Shared variables are variables that are shared across parallel Spark functions or tasks running on different nodes.
Spark supports two types of shared variables. Broadcast variables and Accumulators
Broadcast Variables - Broadcast variables are used to cache a value in memory on all nodes.
Accumulators - Accumulators are variables that are incremented, such as counters and sums.
map(func) - map() transformation returns a new distributed dataset from a source dataset formed by passing each element of the source through a function func.
filter() - filter() transformation returns a new distributed dataset from a source dataset formed by selecting the elements of the source on which func returns true.
flatMap() - flatMap() transformation is similar to map() function. In flatMap() each input item can be mapped to 0 or more output items.
union() - union() transformation returns a new dataset that contains the union of the elements in the source dataset and the dataset that is passed as argument to the function.
intersection() - intersection() transformation returns a new distributed dataset that contains the intersection of elements in the source dataset and the dataset that is passed as argument to the function.

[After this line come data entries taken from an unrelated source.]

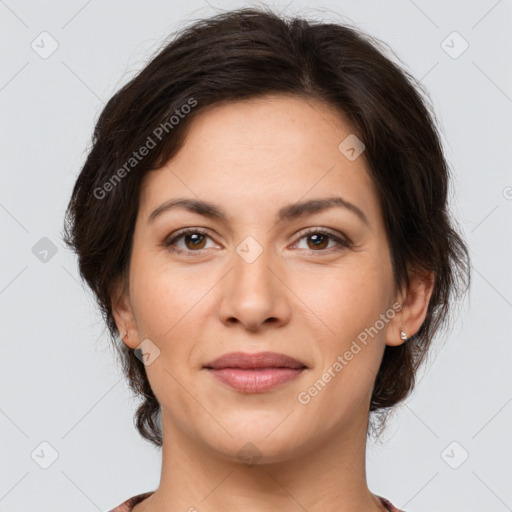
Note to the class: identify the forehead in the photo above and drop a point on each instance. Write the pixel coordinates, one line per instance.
(261, 154)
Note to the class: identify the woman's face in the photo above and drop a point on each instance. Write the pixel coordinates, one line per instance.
(253, 280)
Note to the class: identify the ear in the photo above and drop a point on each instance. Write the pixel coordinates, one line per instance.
(414, 301)
(122, 310)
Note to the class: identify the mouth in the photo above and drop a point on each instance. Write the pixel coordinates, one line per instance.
(255, 373)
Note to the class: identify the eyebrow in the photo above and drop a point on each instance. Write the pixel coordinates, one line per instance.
(289, 212)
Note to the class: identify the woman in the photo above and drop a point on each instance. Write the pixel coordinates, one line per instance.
(263, 220)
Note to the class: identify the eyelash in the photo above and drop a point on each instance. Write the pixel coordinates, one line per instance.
(342, 244)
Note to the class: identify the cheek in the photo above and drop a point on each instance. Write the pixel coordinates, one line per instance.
(347, 298)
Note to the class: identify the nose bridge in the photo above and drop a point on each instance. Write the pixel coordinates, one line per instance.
(253, 294)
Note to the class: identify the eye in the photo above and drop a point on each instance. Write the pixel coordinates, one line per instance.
(318, 241)
(194, 240)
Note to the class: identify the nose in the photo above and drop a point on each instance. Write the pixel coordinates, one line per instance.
(255, 294)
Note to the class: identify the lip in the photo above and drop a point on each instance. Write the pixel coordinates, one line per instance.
(255, 373)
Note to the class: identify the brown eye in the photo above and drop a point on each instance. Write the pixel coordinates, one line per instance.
(318, 241)
(194, 241)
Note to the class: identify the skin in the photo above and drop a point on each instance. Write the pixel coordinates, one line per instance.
(251, 158)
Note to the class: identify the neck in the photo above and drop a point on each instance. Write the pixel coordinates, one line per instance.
(329, 476)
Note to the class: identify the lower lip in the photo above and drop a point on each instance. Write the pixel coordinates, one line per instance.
(255, 380)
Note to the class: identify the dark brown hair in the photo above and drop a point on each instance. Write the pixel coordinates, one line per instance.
(248, 53)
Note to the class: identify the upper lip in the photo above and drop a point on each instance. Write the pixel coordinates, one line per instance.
(245, 360)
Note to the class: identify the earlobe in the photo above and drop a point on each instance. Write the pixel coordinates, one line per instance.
(414, 309)
(124, 318)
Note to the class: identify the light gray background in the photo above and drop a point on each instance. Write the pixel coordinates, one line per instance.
(58, 379)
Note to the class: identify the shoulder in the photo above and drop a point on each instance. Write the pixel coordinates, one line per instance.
(389, 506)
(127, 505)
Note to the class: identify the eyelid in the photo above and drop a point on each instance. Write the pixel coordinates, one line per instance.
(343, 241)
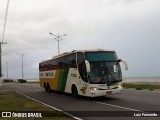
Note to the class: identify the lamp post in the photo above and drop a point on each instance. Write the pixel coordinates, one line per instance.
(58, 38)
(22, 55)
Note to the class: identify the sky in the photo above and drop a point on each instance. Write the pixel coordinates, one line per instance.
(130, 27)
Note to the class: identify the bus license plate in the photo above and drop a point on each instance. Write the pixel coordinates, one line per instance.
(109, 92)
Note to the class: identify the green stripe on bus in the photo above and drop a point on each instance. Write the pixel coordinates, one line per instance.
(62, 80)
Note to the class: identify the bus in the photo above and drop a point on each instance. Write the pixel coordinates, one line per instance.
(91, 73)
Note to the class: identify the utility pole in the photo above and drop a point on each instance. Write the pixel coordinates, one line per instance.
(22, 55)
(1, 62)
(58, 38)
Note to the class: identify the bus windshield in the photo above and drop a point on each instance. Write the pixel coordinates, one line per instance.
(105, 68)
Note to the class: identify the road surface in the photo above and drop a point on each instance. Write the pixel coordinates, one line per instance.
(95, 109)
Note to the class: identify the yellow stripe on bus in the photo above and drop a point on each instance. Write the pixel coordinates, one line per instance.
(53, 82)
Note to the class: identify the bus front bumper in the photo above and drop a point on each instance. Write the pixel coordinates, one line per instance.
(98, 93)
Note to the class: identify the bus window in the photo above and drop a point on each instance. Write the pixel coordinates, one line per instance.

distinct() - distinct() transformation returns a new distributed dataset that contains the distinct elements of the source dataset.
groupByKey() - groupByKey(func) transformation called on a dataset of (K, V) pairs and returns a dataset of (K, Iterable
reduceByKey(func) - reduceByKey(func) transformation is called on a dataset of (K, V) pairs, and returns a dataset of (K, V) pairs where the values for each key are aggregated using the given reduce function func.
aggregateByKey(func) - aggregateByKey() transformation is called on a dataset of (K, V) pairs, returns a dataset of (K, U) pairs where the values for each key are aggregated using the given combine functions and a neutral zero value.
sortByKey() - sortByKey() transformation is called on a dataset of (K, V) pairs which returns a dataset of (K, V) pairs sorted by keys in ascending or descending order, as specified in the boolean ascending argument.